Das BSR-Urteil ist in der Literatur überwiegend auf Kritik gestoßen. Häufig wird die Auffassung vertreten, dass der Compliance Manager nicht dafür verantwortlich sein kann, jegliche Rechtsverstöße im Unternehmen zu verhindern oder aufzudecken, da dies für ihn nicht zumutbar wäre. Die Strafbarkeit wegen Unterlassen bestimmter Aktivitäten kann nur entstehen, soweit der Compliance Manager rechtlich und faktisch überhaut die Möglichkeit besitzt, Rechtsverstöße effektiv zu verhindern. Weiterhin setzt sie voraus, dass er dem Verhaltensgebot schuldhaft, d.h. vorsätzlich oder fahrlässig, nicht nachkommt. Ferner müsste die Straftat einen Betriebsbezug aufweisen und außerdem erhebliche Nachteile wie Haftungsrisiken oder Ansehensverlust für das Unternehmen begründen. Demnach gehe der BGH mit der Auffassung zu weit, dass den Compliance Manager die Verpflichtung zur Verhinderung aller aus dem Unternehmen heraus begangenen Straftaten trifft.

Zumal im deutschen Recht keine Vorschrift zur Einrichtung einer Compliance-Organisation verpflichtet, wird kritisiert, dass die Garantenpflicht nicht über die Verantwortlichkeit der Geschäftsführer hinausgehen könne.
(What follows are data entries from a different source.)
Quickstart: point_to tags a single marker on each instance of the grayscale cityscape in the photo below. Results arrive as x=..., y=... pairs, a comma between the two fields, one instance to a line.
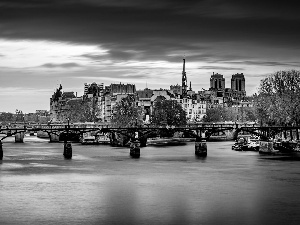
x=149, y=112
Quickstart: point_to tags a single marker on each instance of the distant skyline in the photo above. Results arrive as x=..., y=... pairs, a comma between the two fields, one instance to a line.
x=47, y=42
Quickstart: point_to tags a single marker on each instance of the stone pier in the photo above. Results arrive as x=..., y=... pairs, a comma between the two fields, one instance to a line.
x=135, y=149
x=266, y=147
x=1, y=151
x=19, y=137
x=54, y=137
x=67, y=150
x=200, y=147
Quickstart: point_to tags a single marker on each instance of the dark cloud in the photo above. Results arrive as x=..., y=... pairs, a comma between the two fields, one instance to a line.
x=220, y=68
x=147, y=30
x=62, y=65
x=266, y=63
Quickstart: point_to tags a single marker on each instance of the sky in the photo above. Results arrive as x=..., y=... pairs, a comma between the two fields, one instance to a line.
x=44, y=43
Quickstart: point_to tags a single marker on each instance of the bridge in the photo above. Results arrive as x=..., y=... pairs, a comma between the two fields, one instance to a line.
x=138, y=134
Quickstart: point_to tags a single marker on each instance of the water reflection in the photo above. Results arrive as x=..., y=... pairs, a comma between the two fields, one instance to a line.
x=167, y=185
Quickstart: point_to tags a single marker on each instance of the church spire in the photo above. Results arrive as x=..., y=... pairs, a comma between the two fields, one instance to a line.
x=184, y=81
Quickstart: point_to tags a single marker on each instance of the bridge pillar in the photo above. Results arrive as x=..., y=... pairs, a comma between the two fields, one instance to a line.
x=135, y=149
x=284, y=134
x=143, y=141
x=67, y=150
x=266, y=147
x=54, y=137
x=1, y=150
x=200, y=147
x=19, y=137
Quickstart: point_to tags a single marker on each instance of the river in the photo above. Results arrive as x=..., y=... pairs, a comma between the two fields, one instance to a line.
x=166, y=185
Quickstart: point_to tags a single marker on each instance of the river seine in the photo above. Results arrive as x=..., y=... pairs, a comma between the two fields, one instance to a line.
x=166, y=185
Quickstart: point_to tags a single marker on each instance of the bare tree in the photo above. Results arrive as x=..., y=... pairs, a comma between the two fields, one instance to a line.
x=278, y=99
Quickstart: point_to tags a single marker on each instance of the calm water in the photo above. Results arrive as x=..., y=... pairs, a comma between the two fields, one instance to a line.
x=167, y=185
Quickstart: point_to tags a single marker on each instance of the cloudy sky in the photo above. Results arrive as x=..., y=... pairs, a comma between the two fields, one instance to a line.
x=47, y=42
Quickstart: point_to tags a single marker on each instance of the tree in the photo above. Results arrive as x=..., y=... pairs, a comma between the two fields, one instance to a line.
x=126, y=113
x=278, y=99
x=168, y=112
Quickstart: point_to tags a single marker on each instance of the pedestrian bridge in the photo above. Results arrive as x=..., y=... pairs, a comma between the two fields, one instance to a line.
x=138, y=134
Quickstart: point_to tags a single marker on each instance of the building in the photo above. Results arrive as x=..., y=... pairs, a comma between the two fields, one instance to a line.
x=111, y=95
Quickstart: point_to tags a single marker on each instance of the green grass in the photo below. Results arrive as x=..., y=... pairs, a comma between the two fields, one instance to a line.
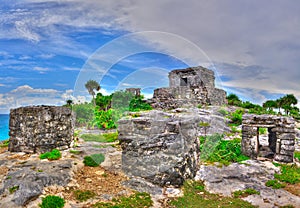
x=107, y=137
x=4, y=143
x=75, y=152
x=93, y=160
x=245, y=193
x=275, y=184
x=214, y=149
x=83, y=195
x=52, y=201
x=53, y=155
x=195, y=196
x=289, y=174
x=13, y=189
x=137, y=200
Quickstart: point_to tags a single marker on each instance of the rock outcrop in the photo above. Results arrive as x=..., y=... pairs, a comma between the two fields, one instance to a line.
x=39, y=129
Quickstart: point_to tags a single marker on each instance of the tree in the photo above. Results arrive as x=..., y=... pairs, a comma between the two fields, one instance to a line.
x=92, y=85
x=270, y=104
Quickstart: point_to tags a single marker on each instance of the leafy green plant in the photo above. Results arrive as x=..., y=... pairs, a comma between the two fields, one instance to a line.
x=245, y=193
x=214, y=149
x=13, y=189
x=4, y=143
x=53, y=155
x=196, y=196
x=52, y=201
x=93, y=160
x=81, y=195
x=275, y=184
x=137, y=200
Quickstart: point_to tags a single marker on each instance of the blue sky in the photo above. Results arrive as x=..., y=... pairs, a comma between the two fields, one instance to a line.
x=48, y=49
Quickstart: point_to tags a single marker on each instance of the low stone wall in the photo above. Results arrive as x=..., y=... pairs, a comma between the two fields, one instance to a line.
x=281, y=136
x=160, y=147
x=38, y=129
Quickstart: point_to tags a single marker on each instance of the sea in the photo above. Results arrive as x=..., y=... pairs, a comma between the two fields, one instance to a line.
x=4, y=121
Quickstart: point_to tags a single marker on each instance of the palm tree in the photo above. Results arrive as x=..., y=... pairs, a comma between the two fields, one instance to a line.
x=92, y=85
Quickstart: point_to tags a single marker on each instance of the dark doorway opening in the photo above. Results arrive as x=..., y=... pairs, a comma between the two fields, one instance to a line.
x=183, y=81
x=266, y=140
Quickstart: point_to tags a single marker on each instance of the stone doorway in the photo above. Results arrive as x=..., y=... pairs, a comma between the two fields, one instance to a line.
x=281, y=137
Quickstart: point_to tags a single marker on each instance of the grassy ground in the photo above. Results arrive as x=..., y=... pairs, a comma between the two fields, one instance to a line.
x=195, y=196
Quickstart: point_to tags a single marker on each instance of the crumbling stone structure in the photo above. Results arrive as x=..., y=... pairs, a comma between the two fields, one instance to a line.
x=189, y=87
x=39, y=129
x=160, y=147
x=281, y=136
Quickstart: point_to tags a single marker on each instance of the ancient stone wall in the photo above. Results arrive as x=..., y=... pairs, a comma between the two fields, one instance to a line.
x=39, y=129
x=160, y=147
x=281, y=132
x=189, y=87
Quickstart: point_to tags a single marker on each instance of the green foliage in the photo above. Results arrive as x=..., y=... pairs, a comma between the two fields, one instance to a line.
x=274, y=184
x=195, y=196
x=245, y=193
x=289, y=174
x=84, y=114
x=237, y=116
x=214, y=149
x=53, y=155
x=82, y=196
x=107, y=137
x=13, y=189
x=52, y=201
x=4, y=143
x=93, y=160
x=137, y=200
x=262, y=130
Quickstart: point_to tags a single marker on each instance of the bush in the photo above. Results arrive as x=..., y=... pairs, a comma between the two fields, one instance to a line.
x=53, y=155
x=274, y=184
x=93, y=160
x=52, y=201
x=83, y=195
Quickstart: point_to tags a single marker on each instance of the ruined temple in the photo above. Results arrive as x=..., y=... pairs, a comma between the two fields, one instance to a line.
x=189, y=87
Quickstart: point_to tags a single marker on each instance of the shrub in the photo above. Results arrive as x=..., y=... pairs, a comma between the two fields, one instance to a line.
x=53, y=155
x=245, y=193
x=274, y=184
x=214, y=149
x=93, y=160
x=83, y=195
x=52, y=201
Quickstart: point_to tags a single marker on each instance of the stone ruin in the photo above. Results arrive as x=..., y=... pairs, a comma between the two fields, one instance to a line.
x=281, y=137
x=40, y=129
x=189, y=87
x=160, y=147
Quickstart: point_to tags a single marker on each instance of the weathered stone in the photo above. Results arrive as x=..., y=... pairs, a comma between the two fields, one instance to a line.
x=281, y=136
x=189, y=87
x=39, y=129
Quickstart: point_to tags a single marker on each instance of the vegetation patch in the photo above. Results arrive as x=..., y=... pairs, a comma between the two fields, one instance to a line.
x=214, y=149
x=195, y=196
x=107, y=137
x=275, y=184
x=137, y=200
x=13, y=189
x=82, y=196
x=245, y=193
x=93, y=160
x=53, y=155
x=52, y=201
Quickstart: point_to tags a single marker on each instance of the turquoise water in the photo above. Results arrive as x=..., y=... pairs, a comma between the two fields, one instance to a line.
x=4, y=120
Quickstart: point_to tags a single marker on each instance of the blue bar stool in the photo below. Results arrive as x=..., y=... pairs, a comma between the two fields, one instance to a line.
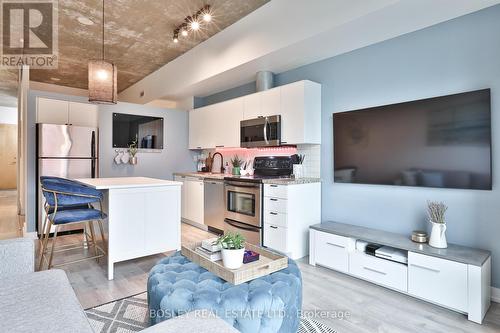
x=68, y=202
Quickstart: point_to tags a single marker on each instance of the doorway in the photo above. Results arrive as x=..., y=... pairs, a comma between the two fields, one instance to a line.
x=9, y=221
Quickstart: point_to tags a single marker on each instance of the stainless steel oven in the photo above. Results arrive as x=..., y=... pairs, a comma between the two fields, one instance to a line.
x=261, y=132
x=243, y=212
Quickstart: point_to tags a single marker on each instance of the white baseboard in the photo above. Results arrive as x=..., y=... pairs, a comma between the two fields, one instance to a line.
x=34, y=235
x=495, y=295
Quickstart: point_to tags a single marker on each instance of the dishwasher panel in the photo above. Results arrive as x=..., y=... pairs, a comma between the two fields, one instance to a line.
x=214, y=205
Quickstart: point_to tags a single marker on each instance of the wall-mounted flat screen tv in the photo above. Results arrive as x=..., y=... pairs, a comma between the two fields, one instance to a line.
x=148, y=131
x=440, y=142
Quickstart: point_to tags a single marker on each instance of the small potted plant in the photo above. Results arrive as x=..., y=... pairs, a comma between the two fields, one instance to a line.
x=236, y=162
x=436, y=211
x=132, y=150
x=233, y=249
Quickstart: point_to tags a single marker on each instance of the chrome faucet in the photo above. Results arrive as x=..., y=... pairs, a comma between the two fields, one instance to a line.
x=221, y=162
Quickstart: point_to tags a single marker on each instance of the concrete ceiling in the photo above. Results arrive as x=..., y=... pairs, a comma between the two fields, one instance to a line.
x=310, y=31
x=138, y=36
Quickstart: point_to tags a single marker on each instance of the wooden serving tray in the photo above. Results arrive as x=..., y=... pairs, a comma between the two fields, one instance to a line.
x=269, y=262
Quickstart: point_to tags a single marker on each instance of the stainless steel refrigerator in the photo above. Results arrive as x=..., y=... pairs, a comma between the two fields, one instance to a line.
x=65, y=151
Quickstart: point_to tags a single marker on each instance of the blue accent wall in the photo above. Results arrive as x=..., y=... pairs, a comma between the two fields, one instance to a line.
x=455, y=56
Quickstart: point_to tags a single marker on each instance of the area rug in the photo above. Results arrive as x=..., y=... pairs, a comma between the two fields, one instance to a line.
x=131, y=315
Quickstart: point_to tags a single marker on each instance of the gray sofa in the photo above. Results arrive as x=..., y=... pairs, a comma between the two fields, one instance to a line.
x=45, y=302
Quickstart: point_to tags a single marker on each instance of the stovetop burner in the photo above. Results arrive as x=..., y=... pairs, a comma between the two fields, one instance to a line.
x=268, y=167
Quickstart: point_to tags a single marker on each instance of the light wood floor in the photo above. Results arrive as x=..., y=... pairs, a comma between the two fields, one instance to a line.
x=10, y=226
x=371, y=308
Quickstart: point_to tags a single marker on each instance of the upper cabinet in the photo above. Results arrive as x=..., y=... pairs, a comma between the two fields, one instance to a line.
x=298, y=103
x=216, y=125
x=53, y=111
x=262, y=104
x=301, y=113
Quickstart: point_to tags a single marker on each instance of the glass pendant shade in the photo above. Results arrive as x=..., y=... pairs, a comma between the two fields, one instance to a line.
x=102, y=82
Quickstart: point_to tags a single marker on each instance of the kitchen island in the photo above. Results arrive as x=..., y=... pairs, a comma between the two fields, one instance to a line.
x=144, y=216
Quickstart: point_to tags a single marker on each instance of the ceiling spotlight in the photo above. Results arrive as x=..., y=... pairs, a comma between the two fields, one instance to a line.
x=207, y=17
x=195, y=25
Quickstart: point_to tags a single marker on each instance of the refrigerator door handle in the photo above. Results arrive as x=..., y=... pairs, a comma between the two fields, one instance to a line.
x=240, y=225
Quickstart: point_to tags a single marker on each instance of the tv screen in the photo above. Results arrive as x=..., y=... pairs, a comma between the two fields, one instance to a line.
x=437, y=142
x=148, y=131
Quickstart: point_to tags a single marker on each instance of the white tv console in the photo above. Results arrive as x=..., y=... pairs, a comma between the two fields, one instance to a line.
x=457, y=278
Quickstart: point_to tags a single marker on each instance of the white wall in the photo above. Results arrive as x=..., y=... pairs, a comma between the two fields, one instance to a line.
x=8, y=115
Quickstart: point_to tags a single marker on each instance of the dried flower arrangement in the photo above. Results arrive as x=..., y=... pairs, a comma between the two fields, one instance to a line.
x=436, y=211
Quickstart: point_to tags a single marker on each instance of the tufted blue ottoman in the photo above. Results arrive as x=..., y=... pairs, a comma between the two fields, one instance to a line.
x=267, y=304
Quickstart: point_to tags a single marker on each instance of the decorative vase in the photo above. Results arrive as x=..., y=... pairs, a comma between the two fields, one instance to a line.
x=438, y=236
x=233, y=259
x=298, y=170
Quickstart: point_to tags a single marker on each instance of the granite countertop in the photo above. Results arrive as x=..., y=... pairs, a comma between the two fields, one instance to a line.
x=275, y=181
x=204, y=175
x=462, y=254
x=126, y=182
x=291, y=181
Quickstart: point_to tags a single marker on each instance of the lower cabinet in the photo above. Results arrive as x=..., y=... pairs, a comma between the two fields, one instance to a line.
x=288, y=212
x=437, y=280
x=275, y=237
x=192, y=198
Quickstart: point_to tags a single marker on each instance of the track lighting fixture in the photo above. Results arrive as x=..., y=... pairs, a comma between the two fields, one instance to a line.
x=193, y=23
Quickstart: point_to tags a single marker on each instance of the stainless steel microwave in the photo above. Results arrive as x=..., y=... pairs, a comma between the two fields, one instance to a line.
x=261, y=132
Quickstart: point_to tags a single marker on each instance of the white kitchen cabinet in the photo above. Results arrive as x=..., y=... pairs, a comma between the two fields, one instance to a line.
x=216, y=125
x=198, y=128
x=288, y=212
x=262, y=104
x=194, y=199
x=59, y=112
x=52, y=111
x=275, y=237
x=83, y=114
x=252, y=106
x=298, y=103
x=184, y=198
x=301, y=113
x=226, y=126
Diese hätten maximal die Verantwortung für ein funktionierendes Compliance System zu tragen und müssen nicht jede einzelne Straftat im Unternehmen aufdecken.

Ein weiterer Kritikpunkt besteht darin, dass zum Compliance Manager kein festes Berufsbild vorliegt und es an einer gesetzlichen Verankerung und ebenso an einem allgemein anerkannten Pflichtenkreis fehlt. Zudem ist der Compliance Manager gegenüber der Geschäftsleitung einerseits weisungsgebunden und besitzt andererseits gegenüber den Angestellten keine Direktions- oder Weisungskompetenz. Wenn also Vorschläge zur Verbesserung der Compliance gemacht werden, diese von der Geschäftsführung aber nicht umgesetzt werden, trifft den Compliance Manager kein Haftungsrisiko, denn die Pflicht zur Schadensabwendung besteht nur im Rahmen des Möglichen und Zumutbaren.

Dementgegen hält eine andere Auffassung, dass durch eine mangelhafte Berichterstattung durchaus eine strafrechtliche Verantwortlichkeit des Compliance Managers infrage kommt. Spätestens aber wenn er im Rahmen seiner Tätigkeit Straftaten erkennt, ist die Berichterstattung an seine Vorgesetzten erforderlich.

Praxistipps

Der Inhalt und Umfang der Garantenpflicht bestimmen sich aus dem konkreten Pflichtenkreis, der übernommen wird. Daher ist es in der Praxis ratsam, die Aufgaben und Pflichten explizit zu regeln und ebenso genaue Vorgaben hinsichtlich der Berichtswege des Compliance Managers zu treffen, um die Garantenstellung auf die festgelegten Aufgabenbereiche einzuschränken, die tatsächlich übernommen werden. Außerdem ist eine flächendeckende Dokumentation im Bereich Compliance zu Beweiszwecken vorteilhaft. Auch kann das Haftungsrisiko durch dezentrale Compliance-Strukturen verteilt werden. Den Compliance Manager trifft hierbei keine Allzuständigkeit.

Es sollte zudem beachtet werden, dass eine D&O Versicherung zwar die zivilrechtliche Haftung bei möglichen Schadensersatzansprüchen absichern kann, nicht jedoch die strafrechtliche Haftung.